# Compatibility



## poprock (Apr 29, 2010)

Hi; I need professional opinions. Is this controller compatible with this motor? ( see pics ) Motor size is 120mm long by 80mm diameter  Thanks. EDIT 24v 500w motor, brushless.


----------



## ken will (Dec 19, 2009)

Do you know any more about the motor? It looks like it only has 2 wires (red,black).


----------



## poprock (Apr 29, 2010)

ken will said:


> Do you know any more about the motor? It looks like it only has 2 wires (red,black).


 Thank you for your reply. See the new pics. 2 smaller wires are protruding.Also, what ah batteries are suitable? Any idea what it may have been fitted to?


----------



## ken will (Dec 19, 2009)

I tried goggling Power Vision with no results.

The large red wire will be for +V the large black wire will be for -V
The 2 small wires could be RPM or Temperature or ?

So, it is probably a series wound, which means they are not compatible. Sorry.

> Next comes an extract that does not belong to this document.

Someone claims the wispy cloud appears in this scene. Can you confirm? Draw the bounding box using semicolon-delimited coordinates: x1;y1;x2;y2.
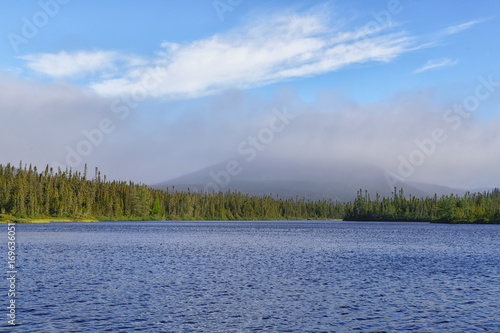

You really need more info on the motor. Are there any electric motor repair shops around. They maybe able to help
The size or the Red/Black wires can give you an estimate of current. 
You really need to know what voltage.


----------



## poprock (Apr 29, 2010)

ken will said:


> I tried goggling Power Vision with no results.
> 
> The large red wire will be for +V the large black wire will be for -V
> The 2 small wires could be RPM or Temperature or ?
> ...


It was advertised as 24v DC brushless, if that is the voltage you mean. I will have to remove the end cover to be sure about the brushless. Thanks


----------



## poprock (Apr 29, 2010)

New pics; Obviously not brushless, but perm mag. Small wires appear to be tacho


----------



## ken will (Dec 19, 2009)

Something like this will work. $40
http://electricscooterparts.com/hookup/SPD-24500B.htm


----------



## poprock (Apr 29, 2010)

Thank you Ken Will AKA Ken Did. ( Ken did the job). I will get the SPD 24500 R with the THR-90 foot throttle. The reverse switch is needed as this is for what is nicknamed a bush pig kart. My grandson culls feral pigs and goats on a property and the reverse will be handy. Would 4x T105 be too much for this controller to handle? Their weight of 120kg +90kg driver +70kg frame might be straining the load limit? Reduction is 7.5:1 with wheel dia. 1200mm (CIRCUMFERENCE; NOT DIAMETER )


----------



## ken will (Dec 19, 2009)

With gear reduction of 7.5 and circumference of 1200mm, the kart will move forward 1200/7.5=160mm for each revolution of the motor.
At 1000rpm the kart would move forward 160mm*1000=160 meters in 1 minute, or 160m*60=9600meters an hour, or 9.6 Kph.
5000 rpm would be 48 Kph if you are very aerodynamic!
If my math is right and a Kilometer is a Little less than a mile, I suggest a Gear reduction of 15 to 1 on the road and 30 to 1 in the dirt, more for steep uphills.

I am not sure what you mean by, " 4x T105 "


----------



## poprock (Apr 29, 2010)

ken will said:


> With gear reduction of 7.5 and circumference of 1200mm, the kart will move forward 1200/7.5=160mm for each revolution of the motor.
> At 1000rpm the kart would move forward 160mm*1000=160 meters in 1 minute, or 160m*60=9600meters an hour, or 9.6 Kph.
> 5000 rpm would be 48 Kph if you are very aerodynamic!
> If my math is right and a Kilometer is a Little less than a mile, I suggest a Gear reduction of 15 to 1 on the road and 30 to 1 in the dirt, more for steep uphills.
> ...


T105 are trojan golf cart batteries 6v 105amps 30kg or 66lb ea. I had these in mind for distance. My in-head speed calculations came in at 19k @ 2000rpm(close). 1 mile is close to 1.6km. As the drive cog is plastic and 6 1/2 " diameter smaller wheels are not possible without a reduction lay shaft Thanks


----------



## ken will (Dec 19, 2009)

I say "Go for it!"

If I were building it, I would add a jack shaft to gear for more torque.

The batteries I use for my trike and trailer, ( total=450 lbs. ) are only 10 AH each and 48 Volts. the motor is about 500 Watts.
It is geared for 0-20 mph, and unless I pedal it starts out real slow.
https://skydrive.live.com/?cid=f242...25B103D3E9F&id=F242625B103D3E9F!211&sc=photos


----------



## poprock (Apr 29, 2010)

Up & running in the kart. Motor seems to be running hot with a plasticky smell It is a weatherproof motor sealed with O rings, so it is obviously not meant for full on power. Is it feasible to drill vent holes in the end plates ( see pics in previous post ) to allow air to circulate, or would a fan blowing on the casing suffice?


----------